How Generative AI Was Used

  1. Design and Development

    • Module Creation: ChatGPT-4 assisted in creating Verilog modules for different components of the CNN accelerator, such as weight buffers, line buffers, MAC units, and more.
    • Architecture Design: The AI provided insights and suggestions for optimizing the hardware architecture, ensuring efficient data flow and processing.
    • Code Generation: Generated Verilog code snippets for various modules, reducing the manual coding effort and minimizing errors.
  2. Verification

    • Testbench Generation: ChatGPT-4 helped in generating testbenches for verifying the functionality of individual modules and the entire system.
    • Simulation Guidance: Provided guidance on running simulations and interpreting results, ensuring that the design met the expected performance and functionality.
  3. Debugging and Fixing Code

    • Error Diagnosis: Assisted in identifying and diagnosing syntax and logical errors in the Verilog code.
    • Code Correction: Suggested fixes and improvements to resolve errors and enhance code robustness.

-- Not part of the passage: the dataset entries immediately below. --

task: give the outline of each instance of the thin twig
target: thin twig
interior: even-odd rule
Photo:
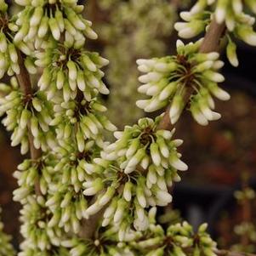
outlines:
[[[256,254],[238,253],[238,252],[230,252],[226,250],[215,250],[214,253],[218,256],[256,256]]]
[[[16,75],[16,77],[18,79],[19,84],[25,96],[27,98],[31,98],[32,97],[33,90],[32,90],[32,86],[30,79],[30,75],[25,66],[24,59],[22,57],[21,52],[19,51],[18,49],[17,52],[18,52],[18,57],[19,57],[18,61],[19,61],[20,72],[20,74]],[[34,138],[31,132],[30,123],[28,124],[28,140],[29,140],[31,158],[32,160],[37,160],[41,156],[41,151],[36,149],[34,146],[34,142],[33,142]],[[35,191],[37,196],[42,194],[40,191],[39,180],[37,179],[35,181]]]

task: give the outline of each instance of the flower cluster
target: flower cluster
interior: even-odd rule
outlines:
[[[0,116],[6,114],[3,123],[8,131],[13,131],[12,145],[21,144],[21,153],[29,149],[28,130],[31,130],[34,145],[46,151],[54,143],[54,133],[49,128],[51,105],[44,93],[26,94],[12,77],[10,86],[1,83]]]
[[[73,43],[69,46],[53,43],[36,56],[35,63],[43,67],[38,86],[41,90],[47,91],[48,100],[51,100],[57,91],[63,92],[65,101],[75,99],[77,90],[83,93],[87,100],[90,100],[95,93],[109,94],[101,81],[104,73],[100,71],[108,60],[99,54],[76,48]]]
[[[85,241],[77,237],[62,242],[63,247],[70,249],[71,256],[135,256],[127,244],[119,243],[117,246],[116,243],[112,230],[102,231],[94,240]]]
[[[255,191],[249,186],[245,186],[242,191],[235,192],[235,197],[237,200],[240,208],[242,208],[246,205],[253,206],[256,198]],[[253,219],[250,221],[244,220],[239,225],[235,225],[234,233],[239,237],[247,237],[247,242],[243,244],[242,242],[236,243],[232,246],[232,249],[236,251],[253,253],[256,249],[256,225]],[[242,240],[241,240],[242,241]]]
[[[213,5],[214,11],[208,9]],[[256,33],[253,31],[255,18],[246,14],[243,9],[247,9],[256,14],[256,5],[253,1],[241,0],[208,0],[197,1],[189,12],[180,13],[184,22],[177,22],[174,26],[179,36],[183,38],[191,38],[202,32],[209,22],[215,19],[219,24],[225,23],[228,33],[249,45],[256,45]],[[213,14],[212,14],[213,13]],[[228,36],[227,57],[234,65],[238,65],[236,46]]]
[[[20,232],[25,241],[20,245],[23,252],[19,255],[31,255],[30,252],[33,251],[37,253],[50,252],[53,246],[60,245],[64,234],[58,226],[53,227],[48,225],[51,213],[46,208],[45,199],[43,196],[36,197],[30,195],[26,200],[27,203],[20,210],[20,220],[23,223]]]
[[[220,117],[214,112],[212,95],[222,100],[230,95],[221,89],[219,82],[224,77],[218,72],[223,66],[219,54],[198,53],[201,41],[185,45],[177,42],[177,55],[151,60],[139,60],[139,70],[145,75],[139,77],[143,83],[139,92],[151,96],[149,100],[137,101],[137,105],[152,112],[168,105],[171,101],[169,117],[175,123],[191,97],[191,111],[195,120],[207,125],[208,121]],[[190,95],[194,91],[192,96]]]
[[[100,148],[95,146],[94,140],[89,140],[85,142],[82,152],[69,143],[62,144],[55,151],[54,156],[59,162],[54,167],[46,202],[53,215],[48,225],[77,234],[80,230],[82,219],[88,218],[88,198],[85,196],[94,194],[83,193],[83,183],[100,181],[100,174],[93,173],[91,168],[91,162],[99,156]],[[101,190],[100,185],[99,190]]]
[[[207,225],[203,224],[198,228],[197,233],[194,233],[192,226],[186,221],[171,225],[166,233],[160,225],[151,225],[151,231],[153,235],[148,239],[132,242],[132,246],[146,256],[216,256],[216,242],[206,230]],[[149,248],[156,249],[151,251]]]
[[[166,206],[172,201],[168,187],[179,181],[177,170],[187,169],[177,147],[181,139],[172,139],[174,130],[157,130],[162,118],[142,118],[137,125],[116,132],[118,139],[105,147],[101,158],[94,158],[91,169],[105,178],[85,182],[84,194],[98,194],[86,213],[94,214],[107,205],[102,225],[118,226],[120,241],[131,234],[130,225],[137,230],[149,226],[151,207]],[[127,210],[129,209],[129,210]]]
[[[96,33],[91,29],[92,23],[82,16],[82,5],[72,1],[31,1],[15,0],[25,9],[19,13],[16,25],[19,31],[14,37],[14,43],[31,43],[39,48],[42,43],[50,36],[59,41],[65,34],[65,41],[76,41],[77,45],[83,45],[85,37],[96,39]],[[28,22],[29,20],[29,22]]]
[[[49,184],[54,173],[56,161],[51,156],[42,156],[37,160],[26,159],[19,164],[18,170],[14,173],[19,188],[14,191],[14,200],[26,204],[27,196],[35,191],[35,180],[37,180],[42,195],[47,195]]]
[[[0,3],[1,4],[1,3]],[[2,209],[0,208],[0,213]],[[3,225],[0,219],[0,255],[1,256],[14,256],[14,250],[10,243],[11,237],[3,233]]]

Steps to Use Generative AI Effectively

To maximize the benefits of Generative AI in hardware design and development, consider the following steps:

  1. Clear and Specific Prompts

    • Provide detailed and specific prompts when asking for code generation or debugging help. Clear instructions help the AI understand the requirements better and deliver more accurate results.
  2. Iterative Development

    • Use an iterative approach to development. Start with simple designs and gradually add complexity, using Generative AI to verify each step and suggest improvements.
  3. Code Review and Validation

    • Always review and validate the code generated by AI. While AI can significantly speed up development, human oversight ensures that the design meets all requirements and standards.
  4. Combining AI with Traditional Methods

    • Use Generative AI alongside traditional design and verification methods. AI can handle repetitive and straightforward tasks, freeing up human developers to focus on complex and critical aspects of the project.
  5. Continuous Learning and Adaptation

    • Stay updated with the latest advancements in Generative AI and adapt your workflows to incorporate new features and capabilities. This ensures that you are leveraging the full potential of AI in your projects.

Example Workflow

  1. Initial Design: Describe the required module and functionality to the AI and request a basic Verilog implementation.
  2. Verification Setup: Ask the AI to generate a testbench for the module and guide you through running simulations.
  3. Iterative Refinement: Based on simulation results, request modifications and enhancements to the design from the AI.
  4. Debugging: When errors are encountered, provide the error messages to the AI and request assistance in diagnosing and fixing the issues.
  5. Final Integration: Once all modules are verified, ask the AI to help integrate them into the top-level design and generate the final project wrapper.

By following these steps, you can effectively harness the power of Generative AI to streamline the design, verification, development, and debugging processes in hardware projects like the CNN Accelerator.